The next two minutes had been the craziest show he’d ever seen. The helicopter came down and tore the shit out of the building and probably half the dudes dumb enough to be inside it. Then the Gunfight at the Glass Corral had started, muzzle flashes hot in the sudden dim after most of the lights had been smashed.

Now smoke. A lot of smoke. Riley figured the Bell chopper was burning and taking what was left of the pavilion with it.

“We got cops. Police boats. Coming up on the dock,” Taskine said in his ear. Riley could tell from the stuttering beat of Task’s words that his partner was moving fast.

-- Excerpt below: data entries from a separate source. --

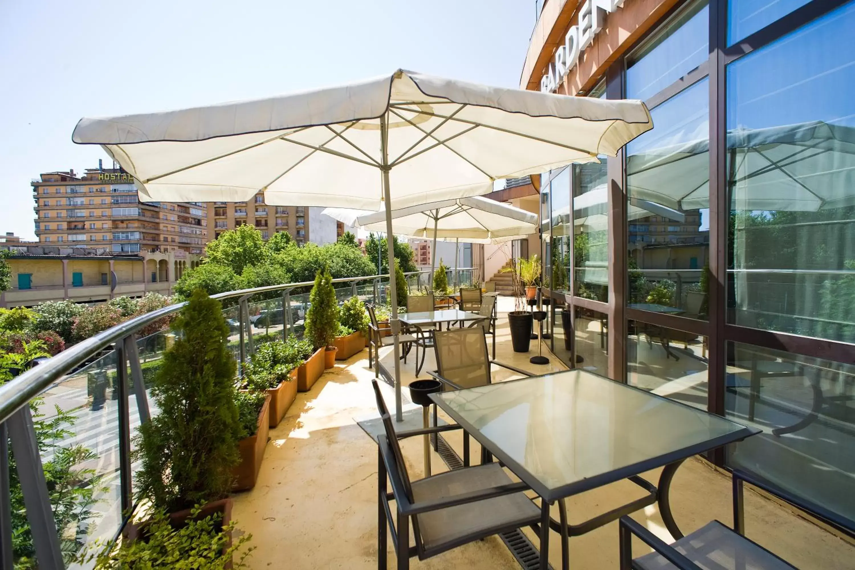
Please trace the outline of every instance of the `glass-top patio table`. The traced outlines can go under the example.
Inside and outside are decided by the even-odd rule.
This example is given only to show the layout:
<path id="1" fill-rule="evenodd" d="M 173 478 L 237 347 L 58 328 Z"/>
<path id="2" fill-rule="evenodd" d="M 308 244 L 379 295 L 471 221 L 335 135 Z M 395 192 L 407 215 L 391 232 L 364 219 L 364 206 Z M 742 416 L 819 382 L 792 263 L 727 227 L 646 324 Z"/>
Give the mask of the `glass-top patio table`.
<path id="1" fill-rule="evenodd" d="M 682 537 L 671 515 L 669 488 L 683 461 L 758 433 L 721 416 L 598 376 L 569 370 L 499 382 L 431 398 L 542 499 L 542 544 L 548 529 L 584 534 L 658 502 L 666 527 Z M 640 473 L 664 467 L 658 487 Z M 563 498 L 628 479 L 647 496 L 568 525 Z M 560 522 L 550 518 L 558 502 Z M 541 548 L 540 567 L 546 567 Z"/>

“Fuck. I can’t see shit inside. Is Hargreaves still alive?”

“He was twenty seconds ago. I’m getting into position.”

“For what?”

“What do you think? These mothers get to the dock, they’re meat. I’ll take ’em like tin cans off a fence.”

Damn it. Riley didn’t mind Taskine shooting cops. But it would require time to get to their own boat and exfil the hell off this island. Maybe these two police boats were just the first to arrive. Could be planes watching from the sky or helicopters dropping SWAT teams next. Even the fucking National Guard.

“How many cops on the boats?” he said.

“At least a dozen jagoffs. Tac gear and rifles.”

“Keep them offshore. Make ’em scared to even look at the dock. Buy me ten minutes and I’ll put our boat in the water. You come on the run, we get the fuck out of here before they know you’ve left.”

Taskine was silent. Riley knew that his fearsome nature was at war with his logic.

“Yeah,” he said. “Go.”

Riley started to do just that. He was on his feet before he saw two figures hurrying from the smoke-shrouded pavilion. Visible in the weak light still shining through the pavilion’s former walls.

The geek. And Shaw.

No time for the scope. Riley knelt and aimed over the barrel. Shaw and the geek were almost under the shade screen of an outdoor patio between the pavilion and the north wing.

Got you. He grinned as he pulled the trigger.